Alabama Claims, 1862-1872
The Alabama claims were a diplomatic dispute between the United States and Great Britain that arose out of the U.S. Civil War. The peaceful resolution of these claims 7 years after the war ended set an important precedent for solving serious international disputes through arbitration, and laid the foundation for greatly improved relations between Britain and the United States.

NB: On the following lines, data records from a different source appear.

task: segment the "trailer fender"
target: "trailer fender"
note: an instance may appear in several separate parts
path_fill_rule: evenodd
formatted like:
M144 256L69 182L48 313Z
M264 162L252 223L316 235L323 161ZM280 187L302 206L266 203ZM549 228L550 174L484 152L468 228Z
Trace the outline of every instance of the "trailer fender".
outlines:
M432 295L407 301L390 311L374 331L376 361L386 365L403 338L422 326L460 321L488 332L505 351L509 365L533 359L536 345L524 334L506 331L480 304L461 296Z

The controversy began when Confederate agents contracted for warships from British boatyards. Disguised as merchant vessels during their construction in order to circumvent British neutrality laws, the craft were actually intended as commerce raiders. The most successful of these cruisers was the Alabama, which was launched on July 29, 1862. It captured 58 Northern merchant ships before it was sunk in June 1864 by a U.S. warship off the coast of France. In addition to the Alabama, other British-built ships in the Confederacy Navy included the Florida, Georgia, Rappahannock, and Shenandoah. Together, they sank more than 150 Northern ships and impelled much of the U.S. merchant marine to adopt foreign registry. The damage to Northern shipping would have been even worse had not fervent protests from the U.S. Government persuaded British and French officials to seize additional ships intended for the Confederacy. Most famously, on September 3, 1863, the British Government impounded two ironclad, steam-driven Laird rams?that Confederate agent James D. Bulloch had surreptitiously arranged to be built at a shipyard in Liverpool.
The United States demanded compensation from Britain for the damage wrought by the British-built, Southern-operated commerce raiders, based upon the argument that the British Government, by aiding the creation of a Confederate Navy, had inadequately followed its neutrality laws. The damages discussed were enormous. Charles Sumner, Chairman of the Senate Foreign Relations Committee, argued that British aid to the Confederacy had prolonged the Civil War by 2 years, and indirectly cost the United States hundreds of millions, or even billions of dollars (the figure Sumner suggested was $2.125 billion). Some Americans adopted this argument and suggested that Britain should offer Canada to the United States in compensation. Such proposals were not taken seriously by British statesmen, but they convey the passion with which some Americans viewed the issue.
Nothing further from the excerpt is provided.